So, in 2019 a team of scientists from Cornell University and the University of California, Riverside, traveled to the jungle in Costa Rica to collect vegetarian, omnivorous, and carnivorous bees. Entomologists Laura Figueroa, Ph.D., Quinn McFrederick, Ph.D., and Erin Krichilsky explored the Costa Rican tropical rainforest searching for 17 species of stingless bees. Eight of these stingless bees collect pollen as an exclusive source of protein, eight more can feed on pollen and carrion, and one feeds completely on animal cadavers. To collect the pollen-eating bees, the scientists observed flowers, as per usual in bee research. However, to collect the vulture bees, the scientists had to change the collection method, setting up 16 chicken-meat baits hanging from tree branches.

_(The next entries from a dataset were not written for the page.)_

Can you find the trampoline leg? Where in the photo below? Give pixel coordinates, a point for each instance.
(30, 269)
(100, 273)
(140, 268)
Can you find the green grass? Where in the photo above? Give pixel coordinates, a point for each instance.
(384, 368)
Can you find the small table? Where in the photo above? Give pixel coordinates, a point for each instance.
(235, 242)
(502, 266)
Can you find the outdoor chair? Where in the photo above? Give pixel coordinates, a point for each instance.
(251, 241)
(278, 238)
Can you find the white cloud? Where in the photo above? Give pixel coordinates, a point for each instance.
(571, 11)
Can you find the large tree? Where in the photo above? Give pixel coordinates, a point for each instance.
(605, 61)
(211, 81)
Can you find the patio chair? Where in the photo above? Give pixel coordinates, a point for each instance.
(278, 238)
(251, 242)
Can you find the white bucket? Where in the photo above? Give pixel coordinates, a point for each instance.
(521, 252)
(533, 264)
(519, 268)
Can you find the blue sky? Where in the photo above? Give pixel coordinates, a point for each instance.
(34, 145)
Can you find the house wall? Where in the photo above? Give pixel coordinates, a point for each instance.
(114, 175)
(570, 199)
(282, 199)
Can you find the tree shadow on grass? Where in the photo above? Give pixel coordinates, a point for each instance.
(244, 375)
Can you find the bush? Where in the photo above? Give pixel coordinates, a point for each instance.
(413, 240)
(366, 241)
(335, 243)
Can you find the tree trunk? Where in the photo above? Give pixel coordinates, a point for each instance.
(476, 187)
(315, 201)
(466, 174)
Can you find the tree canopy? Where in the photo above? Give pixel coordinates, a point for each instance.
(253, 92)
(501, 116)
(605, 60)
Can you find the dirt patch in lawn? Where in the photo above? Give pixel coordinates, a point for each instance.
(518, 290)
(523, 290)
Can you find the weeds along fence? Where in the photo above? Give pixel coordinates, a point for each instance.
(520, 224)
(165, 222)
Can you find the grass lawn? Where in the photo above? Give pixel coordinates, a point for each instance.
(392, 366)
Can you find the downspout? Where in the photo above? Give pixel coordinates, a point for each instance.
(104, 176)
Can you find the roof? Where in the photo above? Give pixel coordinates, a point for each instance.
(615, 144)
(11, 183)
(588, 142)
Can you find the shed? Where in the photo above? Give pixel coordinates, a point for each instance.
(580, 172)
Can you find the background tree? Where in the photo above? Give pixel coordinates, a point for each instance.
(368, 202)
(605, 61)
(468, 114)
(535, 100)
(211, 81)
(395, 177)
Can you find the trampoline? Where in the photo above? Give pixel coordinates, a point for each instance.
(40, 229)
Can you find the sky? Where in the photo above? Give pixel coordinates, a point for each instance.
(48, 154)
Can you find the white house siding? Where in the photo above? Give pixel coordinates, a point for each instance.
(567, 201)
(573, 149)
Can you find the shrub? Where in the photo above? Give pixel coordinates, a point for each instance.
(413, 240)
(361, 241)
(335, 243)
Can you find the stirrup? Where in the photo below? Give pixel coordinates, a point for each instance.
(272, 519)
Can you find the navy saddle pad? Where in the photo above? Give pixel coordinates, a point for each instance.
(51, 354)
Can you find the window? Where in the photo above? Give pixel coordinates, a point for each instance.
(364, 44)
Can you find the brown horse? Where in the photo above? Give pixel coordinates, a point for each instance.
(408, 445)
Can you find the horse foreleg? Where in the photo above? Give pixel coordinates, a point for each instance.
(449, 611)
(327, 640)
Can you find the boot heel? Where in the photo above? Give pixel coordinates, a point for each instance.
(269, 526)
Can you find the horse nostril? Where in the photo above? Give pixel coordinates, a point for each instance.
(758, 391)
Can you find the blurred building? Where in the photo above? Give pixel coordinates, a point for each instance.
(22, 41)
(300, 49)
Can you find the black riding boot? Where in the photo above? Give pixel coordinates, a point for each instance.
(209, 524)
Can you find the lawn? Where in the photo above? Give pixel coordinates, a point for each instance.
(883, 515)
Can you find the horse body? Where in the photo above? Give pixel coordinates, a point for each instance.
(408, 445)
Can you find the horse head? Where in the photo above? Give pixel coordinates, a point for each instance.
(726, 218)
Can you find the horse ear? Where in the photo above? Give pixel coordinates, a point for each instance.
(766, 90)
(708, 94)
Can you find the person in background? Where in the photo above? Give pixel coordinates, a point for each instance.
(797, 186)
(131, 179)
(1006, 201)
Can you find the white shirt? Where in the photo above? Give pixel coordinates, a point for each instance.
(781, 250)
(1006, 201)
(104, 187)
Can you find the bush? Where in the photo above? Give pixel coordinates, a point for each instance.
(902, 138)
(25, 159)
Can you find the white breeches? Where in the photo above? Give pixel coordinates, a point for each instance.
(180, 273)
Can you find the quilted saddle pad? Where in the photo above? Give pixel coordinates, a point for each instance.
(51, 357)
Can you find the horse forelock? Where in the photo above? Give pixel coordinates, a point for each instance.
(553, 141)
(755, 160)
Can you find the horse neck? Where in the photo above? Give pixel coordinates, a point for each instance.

After collecting the focused bee species, the researchers brought the specimens to the laboratory at UC Riverside. Doug Yanega, Ph.D., senior museum scientist, identified the collected bee species, while graduate student Jessica Maccaro used DNA techniques to identify and compare the bacteria present in the bee gut microbiota of vulture, omnivorous, and pollen-eating bees. The research team found that “vulture bees lost some ancestral core microbes, retained others, and entered into novel associations with acidophilic microbes.”
But why acidophilic bacteria? If you were to feed on rotten meat, you would be more exposed to pathogens, increasing the chances of contracting a severe infection. In such a case, acidophilic bacteria would be your best allies! For example, Carnobacterium and Apilactobacillus may make your gut more acidic, preventing pathogens from making you sick while you chew chunks of rotten meat. Thus, to feed on carrion, the vulture bee microbiome contains lactic acid bacteria and acetic acid bacteria in its repertoire, unlike the microbiome of pollen-eating bees.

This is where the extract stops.